Design and 3D-model of a dynamic bubble trap for cardiopulmonary bypass

Abstract

The use of extracorporeal circulation systems (cardiopulmonary bypass pumps, ECMO) can lead to brain and coronary artery microembolism, which significantly reduces postoperative rehabilitation and often leads to severe complications. Microembolism occurs when oxygen or air microbubbles (MBs) enter the arterial system of patients. Existing CPB pumps come with built-in bubble trap systems but cannot remove bubbles in the circuit. ECMO devices have arterial filters but cannot reliably filter out <40 μm bubbles in a wide flow range. We have proposed an alternative method that involves the use of an efficient dynamic bubble trap (DBT) for both large and small bubbles.

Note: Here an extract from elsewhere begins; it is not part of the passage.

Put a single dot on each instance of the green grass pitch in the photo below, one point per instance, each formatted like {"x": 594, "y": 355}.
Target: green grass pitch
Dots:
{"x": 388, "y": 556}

The design includes development of two DBT variants for hemodynamic conditions of adult and pediatric patients. The device is installed in the CPB pump and ECMO outlet lines. It provides sufficient bubble separation from the lines in a blood flow of 3.0–5.0 L/min for adults and 0.5–2.0 L/min for children. The developed computer models have shown that MBs smaller than 10 μm can be filtered. The use of this device will greatly reduce the likelihood of air embolism and provide the opportunity to reconsider the concept of expensive arterial filters.